SUCHIT LEESA-NGUANSUK 27 Oct 2017 (Bangkok Post) - Despite Thailand's high smartphone penetration rate, the country's handset market continues to grow thanks to replacement demand, says global market research firm Canalys.
The smartphone segment above 16,600 baht was the fastest-growing, jumping 51.4% year-on-year in the second quarter this year. This segment represented 14.1% of the smartphone market for the period, up from 12.9% year-on-year.
"The high-end category was the highest-growth segment, as users look for devices that offer better experiences," Lucio Chen, market research analyst at Canalys.
Apple, Samsung and Huawei were the leaders in this price segment. Growth in this category was affected by heavy subsidies for post-paid connections.
The market for low-end devices (below 6,600 baht) grew 36.7% year-on-year in the second quarter, but lost market share, falling from 61.4% in 2016 to 60.4% this year.The market for mid-range phones (6,600-16,600 baht) grew by 38.3%, with its share remaining flat at 25%.
Mr Chen said free handset campaigns by local operators drove up volume in the low-end segment in 2016. The campaigns were aimed at accelerating 4G adoption and increasing the smartphone base, but have declined this year.
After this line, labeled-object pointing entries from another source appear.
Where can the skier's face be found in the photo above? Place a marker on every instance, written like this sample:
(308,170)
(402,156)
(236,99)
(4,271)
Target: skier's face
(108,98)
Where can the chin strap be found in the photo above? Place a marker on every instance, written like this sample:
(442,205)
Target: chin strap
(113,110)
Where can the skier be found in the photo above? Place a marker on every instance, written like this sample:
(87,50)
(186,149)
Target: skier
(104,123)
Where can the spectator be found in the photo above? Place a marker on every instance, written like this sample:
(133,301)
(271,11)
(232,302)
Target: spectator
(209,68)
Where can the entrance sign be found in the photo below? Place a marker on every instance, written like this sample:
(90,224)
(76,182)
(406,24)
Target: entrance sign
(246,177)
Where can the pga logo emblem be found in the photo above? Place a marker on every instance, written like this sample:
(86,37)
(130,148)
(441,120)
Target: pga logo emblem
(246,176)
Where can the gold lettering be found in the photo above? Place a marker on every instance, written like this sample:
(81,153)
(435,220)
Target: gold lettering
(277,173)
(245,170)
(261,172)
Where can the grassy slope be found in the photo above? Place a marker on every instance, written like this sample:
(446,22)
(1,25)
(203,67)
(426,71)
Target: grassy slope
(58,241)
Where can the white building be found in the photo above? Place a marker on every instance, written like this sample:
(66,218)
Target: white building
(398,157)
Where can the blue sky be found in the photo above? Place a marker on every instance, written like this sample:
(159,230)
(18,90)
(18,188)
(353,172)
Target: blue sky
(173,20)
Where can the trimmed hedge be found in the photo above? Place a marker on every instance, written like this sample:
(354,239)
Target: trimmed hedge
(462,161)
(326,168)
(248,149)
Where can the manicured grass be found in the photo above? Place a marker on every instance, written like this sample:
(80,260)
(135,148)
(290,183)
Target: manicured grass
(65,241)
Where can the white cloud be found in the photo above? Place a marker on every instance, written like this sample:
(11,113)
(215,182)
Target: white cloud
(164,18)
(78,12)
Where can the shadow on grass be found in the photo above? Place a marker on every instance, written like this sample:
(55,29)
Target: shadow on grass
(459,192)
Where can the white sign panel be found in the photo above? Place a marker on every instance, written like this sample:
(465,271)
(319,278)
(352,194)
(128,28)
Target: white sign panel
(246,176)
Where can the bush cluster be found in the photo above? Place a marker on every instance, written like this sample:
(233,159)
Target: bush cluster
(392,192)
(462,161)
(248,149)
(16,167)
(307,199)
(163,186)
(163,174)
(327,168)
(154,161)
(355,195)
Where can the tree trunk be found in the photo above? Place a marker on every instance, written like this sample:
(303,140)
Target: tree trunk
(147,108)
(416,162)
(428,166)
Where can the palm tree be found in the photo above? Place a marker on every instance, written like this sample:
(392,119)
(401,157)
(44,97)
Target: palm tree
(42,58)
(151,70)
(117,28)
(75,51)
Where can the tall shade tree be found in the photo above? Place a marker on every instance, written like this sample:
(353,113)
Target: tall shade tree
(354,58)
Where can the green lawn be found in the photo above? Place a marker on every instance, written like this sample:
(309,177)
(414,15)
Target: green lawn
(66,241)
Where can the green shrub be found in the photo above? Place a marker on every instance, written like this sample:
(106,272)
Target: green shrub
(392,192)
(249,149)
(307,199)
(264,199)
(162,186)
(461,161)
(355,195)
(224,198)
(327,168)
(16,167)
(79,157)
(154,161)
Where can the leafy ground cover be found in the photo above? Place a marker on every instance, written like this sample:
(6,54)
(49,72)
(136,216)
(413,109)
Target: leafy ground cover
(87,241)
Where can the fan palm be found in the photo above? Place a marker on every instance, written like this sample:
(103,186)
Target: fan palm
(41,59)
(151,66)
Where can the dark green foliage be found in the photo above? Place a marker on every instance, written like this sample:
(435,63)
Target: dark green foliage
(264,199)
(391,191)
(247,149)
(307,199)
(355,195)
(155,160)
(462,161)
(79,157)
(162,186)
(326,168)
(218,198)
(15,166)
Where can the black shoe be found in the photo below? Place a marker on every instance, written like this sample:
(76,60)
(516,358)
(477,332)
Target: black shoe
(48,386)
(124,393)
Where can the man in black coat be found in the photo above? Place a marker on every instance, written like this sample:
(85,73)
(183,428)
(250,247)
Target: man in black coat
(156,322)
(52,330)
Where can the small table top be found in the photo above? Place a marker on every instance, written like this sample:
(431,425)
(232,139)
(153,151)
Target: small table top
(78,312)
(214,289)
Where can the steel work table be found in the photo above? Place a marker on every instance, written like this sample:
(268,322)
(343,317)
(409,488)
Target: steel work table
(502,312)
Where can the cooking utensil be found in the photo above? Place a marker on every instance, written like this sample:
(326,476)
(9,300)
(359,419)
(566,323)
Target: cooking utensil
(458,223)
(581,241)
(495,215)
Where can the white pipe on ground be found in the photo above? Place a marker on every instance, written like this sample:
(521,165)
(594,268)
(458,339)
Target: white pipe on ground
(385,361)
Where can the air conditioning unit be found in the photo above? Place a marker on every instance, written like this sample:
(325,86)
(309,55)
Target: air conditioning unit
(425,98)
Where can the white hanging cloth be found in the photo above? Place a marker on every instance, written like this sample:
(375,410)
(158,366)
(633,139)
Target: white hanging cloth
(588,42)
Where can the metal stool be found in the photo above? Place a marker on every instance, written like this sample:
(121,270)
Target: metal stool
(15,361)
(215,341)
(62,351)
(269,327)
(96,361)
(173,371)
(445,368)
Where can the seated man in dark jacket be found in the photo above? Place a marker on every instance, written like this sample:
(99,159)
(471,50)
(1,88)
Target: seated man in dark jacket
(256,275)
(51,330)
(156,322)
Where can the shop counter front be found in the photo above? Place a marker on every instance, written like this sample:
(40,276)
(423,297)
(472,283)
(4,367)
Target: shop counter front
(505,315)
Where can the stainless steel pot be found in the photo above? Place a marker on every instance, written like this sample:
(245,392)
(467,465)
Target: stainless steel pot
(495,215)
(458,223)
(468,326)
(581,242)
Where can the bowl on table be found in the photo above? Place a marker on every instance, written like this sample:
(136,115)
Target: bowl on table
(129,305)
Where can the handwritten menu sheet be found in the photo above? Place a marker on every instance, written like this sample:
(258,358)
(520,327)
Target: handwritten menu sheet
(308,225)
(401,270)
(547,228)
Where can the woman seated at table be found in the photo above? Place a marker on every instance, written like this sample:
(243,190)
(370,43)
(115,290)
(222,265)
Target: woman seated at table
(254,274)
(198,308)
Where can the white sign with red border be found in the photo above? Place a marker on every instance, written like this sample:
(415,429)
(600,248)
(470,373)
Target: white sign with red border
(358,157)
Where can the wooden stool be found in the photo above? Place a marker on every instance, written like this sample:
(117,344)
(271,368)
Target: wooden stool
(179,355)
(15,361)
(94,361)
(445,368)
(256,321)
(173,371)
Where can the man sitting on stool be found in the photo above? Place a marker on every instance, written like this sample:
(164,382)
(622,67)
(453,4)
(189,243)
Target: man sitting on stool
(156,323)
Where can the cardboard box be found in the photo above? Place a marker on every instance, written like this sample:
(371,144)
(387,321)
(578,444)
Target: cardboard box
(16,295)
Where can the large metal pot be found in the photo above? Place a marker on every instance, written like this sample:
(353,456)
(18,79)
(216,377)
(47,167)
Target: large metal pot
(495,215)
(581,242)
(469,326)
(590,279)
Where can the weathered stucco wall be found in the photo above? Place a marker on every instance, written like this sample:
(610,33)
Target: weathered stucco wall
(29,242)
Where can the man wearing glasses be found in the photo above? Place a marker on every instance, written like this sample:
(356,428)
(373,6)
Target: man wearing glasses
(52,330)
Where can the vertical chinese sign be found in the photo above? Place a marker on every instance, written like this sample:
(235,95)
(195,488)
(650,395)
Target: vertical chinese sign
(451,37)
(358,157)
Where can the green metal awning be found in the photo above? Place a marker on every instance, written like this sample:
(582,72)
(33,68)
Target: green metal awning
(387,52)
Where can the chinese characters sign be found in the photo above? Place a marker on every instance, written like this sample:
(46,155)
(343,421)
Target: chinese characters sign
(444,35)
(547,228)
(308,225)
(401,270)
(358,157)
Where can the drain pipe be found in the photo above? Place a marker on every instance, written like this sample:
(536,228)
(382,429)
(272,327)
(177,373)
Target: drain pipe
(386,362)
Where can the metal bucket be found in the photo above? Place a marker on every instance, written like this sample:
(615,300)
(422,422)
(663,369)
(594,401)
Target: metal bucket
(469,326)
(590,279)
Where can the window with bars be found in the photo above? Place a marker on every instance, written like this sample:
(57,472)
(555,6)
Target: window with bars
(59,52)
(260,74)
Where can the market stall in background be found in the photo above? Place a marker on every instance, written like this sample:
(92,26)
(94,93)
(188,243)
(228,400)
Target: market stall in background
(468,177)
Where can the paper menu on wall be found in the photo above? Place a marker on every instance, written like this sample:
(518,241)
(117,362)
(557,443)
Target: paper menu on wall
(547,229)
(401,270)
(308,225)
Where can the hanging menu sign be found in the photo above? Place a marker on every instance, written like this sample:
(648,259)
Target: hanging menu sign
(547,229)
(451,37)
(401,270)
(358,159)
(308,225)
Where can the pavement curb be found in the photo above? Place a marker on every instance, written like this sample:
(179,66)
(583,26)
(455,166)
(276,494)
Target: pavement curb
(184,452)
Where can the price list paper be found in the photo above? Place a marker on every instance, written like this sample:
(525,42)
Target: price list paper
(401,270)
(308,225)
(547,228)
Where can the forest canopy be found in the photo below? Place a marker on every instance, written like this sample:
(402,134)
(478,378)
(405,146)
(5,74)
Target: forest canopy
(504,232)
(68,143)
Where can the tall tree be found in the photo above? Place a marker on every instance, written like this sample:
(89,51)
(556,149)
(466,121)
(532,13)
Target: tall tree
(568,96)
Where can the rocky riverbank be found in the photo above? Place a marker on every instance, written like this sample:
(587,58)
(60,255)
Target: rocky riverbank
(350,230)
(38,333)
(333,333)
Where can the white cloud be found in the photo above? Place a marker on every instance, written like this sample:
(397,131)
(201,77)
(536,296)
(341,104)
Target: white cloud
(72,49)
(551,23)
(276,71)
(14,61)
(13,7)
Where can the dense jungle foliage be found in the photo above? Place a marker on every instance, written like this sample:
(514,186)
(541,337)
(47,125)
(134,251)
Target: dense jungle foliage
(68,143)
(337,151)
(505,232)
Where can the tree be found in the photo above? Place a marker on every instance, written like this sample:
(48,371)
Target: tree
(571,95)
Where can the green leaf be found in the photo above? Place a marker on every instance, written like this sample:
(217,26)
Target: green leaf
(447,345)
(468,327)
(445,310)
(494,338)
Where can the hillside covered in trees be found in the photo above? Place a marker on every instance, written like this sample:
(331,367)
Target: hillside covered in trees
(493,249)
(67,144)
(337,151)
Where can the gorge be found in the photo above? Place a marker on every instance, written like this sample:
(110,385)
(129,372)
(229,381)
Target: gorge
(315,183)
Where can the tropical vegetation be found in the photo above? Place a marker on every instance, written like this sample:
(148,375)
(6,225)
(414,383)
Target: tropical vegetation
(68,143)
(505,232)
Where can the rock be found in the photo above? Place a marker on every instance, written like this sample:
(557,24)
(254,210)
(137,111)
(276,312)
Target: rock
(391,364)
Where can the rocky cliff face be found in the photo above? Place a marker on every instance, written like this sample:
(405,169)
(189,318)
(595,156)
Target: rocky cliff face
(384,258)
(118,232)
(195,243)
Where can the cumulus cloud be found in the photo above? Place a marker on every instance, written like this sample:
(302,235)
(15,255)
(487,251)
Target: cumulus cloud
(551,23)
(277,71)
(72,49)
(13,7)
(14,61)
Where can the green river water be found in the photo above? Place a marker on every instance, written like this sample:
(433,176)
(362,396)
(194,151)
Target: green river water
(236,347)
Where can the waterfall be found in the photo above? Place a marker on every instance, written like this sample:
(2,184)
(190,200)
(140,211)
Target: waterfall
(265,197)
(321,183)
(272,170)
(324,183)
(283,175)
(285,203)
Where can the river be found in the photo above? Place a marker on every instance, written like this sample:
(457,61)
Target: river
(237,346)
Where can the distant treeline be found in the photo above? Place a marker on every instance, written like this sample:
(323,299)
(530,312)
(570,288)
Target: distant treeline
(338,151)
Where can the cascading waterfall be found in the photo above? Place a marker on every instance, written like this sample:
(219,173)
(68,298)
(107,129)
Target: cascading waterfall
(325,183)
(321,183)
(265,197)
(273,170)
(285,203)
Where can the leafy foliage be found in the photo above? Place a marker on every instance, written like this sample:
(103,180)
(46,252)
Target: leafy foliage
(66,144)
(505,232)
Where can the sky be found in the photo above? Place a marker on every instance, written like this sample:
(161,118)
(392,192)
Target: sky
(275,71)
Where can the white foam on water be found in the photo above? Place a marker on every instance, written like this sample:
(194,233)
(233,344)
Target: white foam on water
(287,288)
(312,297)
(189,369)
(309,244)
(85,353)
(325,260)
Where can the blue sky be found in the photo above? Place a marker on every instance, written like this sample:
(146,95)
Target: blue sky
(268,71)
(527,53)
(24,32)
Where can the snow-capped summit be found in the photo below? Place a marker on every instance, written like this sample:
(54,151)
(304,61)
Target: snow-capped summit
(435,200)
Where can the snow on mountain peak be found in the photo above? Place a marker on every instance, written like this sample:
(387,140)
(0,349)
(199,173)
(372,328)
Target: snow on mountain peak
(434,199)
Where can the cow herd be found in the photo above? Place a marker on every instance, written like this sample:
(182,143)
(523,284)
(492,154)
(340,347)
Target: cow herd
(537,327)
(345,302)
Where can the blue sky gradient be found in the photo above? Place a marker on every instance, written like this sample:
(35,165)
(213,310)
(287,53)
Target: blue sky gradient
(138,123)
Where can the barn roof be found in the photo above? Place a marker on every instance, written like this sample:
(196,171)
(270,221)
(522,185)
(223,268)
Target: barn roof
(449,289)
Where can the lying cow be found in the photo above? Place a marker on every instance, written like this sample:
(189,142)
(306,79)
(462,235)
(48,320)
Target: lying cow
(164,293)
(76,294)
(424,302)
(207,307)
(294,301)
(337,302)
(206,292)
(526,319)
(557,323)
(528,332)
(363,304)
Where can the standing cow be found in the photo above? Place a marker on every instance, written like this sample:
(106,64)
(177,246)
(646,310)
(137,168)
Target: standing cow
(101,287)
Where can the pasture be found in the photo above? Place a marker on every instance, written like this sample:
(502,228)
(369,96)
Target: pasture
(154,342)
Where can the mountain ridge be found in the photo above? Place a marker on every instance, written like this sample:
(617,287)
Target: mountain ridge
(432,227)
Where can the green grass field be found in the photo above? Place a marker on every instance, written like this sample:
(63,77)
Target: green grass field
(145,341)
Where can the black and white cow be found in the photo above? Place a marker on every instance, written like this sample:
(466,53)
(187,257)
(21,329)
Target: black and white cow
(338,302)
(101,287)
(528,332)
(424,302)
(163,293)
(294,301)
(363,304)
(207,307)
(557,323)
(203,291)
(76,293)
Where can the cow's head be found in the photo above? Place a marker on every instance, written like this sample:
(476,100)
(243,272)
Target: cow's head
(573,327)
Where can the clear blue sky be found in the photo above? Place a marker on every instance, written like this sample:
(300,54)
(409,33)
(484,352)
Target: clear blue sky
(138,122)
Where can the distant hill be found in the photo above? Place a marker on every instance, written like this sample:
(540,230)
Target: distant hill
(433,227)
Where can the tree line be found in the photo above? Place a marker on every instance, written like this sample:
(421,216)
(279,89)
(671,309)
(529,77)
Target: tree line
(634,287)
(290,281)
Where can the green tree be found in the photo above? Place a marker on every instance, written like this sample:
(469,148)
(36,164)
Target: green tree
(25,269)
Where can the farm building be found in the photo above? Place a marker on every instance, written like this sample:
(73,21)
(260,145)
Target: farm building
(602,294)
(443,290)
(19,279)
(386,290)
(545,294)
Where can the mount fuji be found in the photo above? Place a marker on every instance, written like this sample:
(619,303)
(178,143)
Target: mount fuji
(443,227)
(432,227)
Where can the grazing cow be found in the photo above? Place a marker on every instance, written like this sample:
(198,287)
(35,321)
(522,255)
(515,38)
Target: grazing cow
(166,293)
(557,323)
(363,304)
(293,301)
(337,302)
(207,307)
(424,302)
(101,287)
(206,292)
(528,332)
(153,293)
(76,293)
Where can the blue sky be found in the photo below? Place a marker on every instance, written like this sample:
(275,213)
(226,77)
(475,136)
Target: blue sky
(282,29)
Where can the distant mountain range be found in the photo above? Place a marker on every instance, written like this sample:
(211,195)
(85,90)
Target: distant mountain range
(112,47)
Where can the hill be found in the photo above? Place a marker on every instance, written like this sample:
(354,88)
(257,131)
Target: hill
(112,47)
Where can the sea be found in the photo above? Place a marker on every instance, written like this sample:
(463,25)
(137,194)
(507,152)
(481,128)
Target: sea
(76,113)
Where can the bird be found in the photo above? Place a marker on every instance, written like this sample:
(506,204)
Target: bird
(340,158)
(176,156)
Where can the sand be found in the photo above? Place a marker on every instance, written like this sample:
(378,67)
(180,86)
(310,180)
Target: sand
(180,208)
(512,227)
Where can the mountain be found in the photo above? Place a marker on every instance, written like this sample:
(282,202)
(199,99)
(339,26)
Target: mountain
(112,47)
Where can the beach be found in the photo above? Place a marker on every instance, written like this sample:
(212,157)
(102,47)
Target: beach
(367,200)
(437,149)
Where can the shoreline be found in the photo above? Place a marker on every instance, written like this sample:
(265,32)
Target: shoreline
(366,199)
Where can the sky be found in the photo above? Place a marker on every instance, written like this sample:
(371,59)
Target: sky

Samsung is struggling to sustain its leading position. Oppo overtook Samsung in the mid-range segment for the second quarter, he said. Oppo's strategy of targeting young consumers and investing heavily on ads featuring selfie cameras is paying off.
Canalys forecasts smartphone shipments into Thailand will grow from 14.8 million in 2016 to 20.6 million in 2017 and 23.3 million in 2018. The market researcher estimates smartphone base penetration will rise from 67% in 2016 to 73% in 2017 and 79.6% in 2018.
Despite the high penetration rate there is much room for growth in the Thai smartphone market, as basic phone users move to more expensive models, said Mr Chen. The demand for larger screens and higher capacity has been driven by the growing popularity of online entertainment, shopping and social media.
Mr Chen said 2018 will be a "very different year".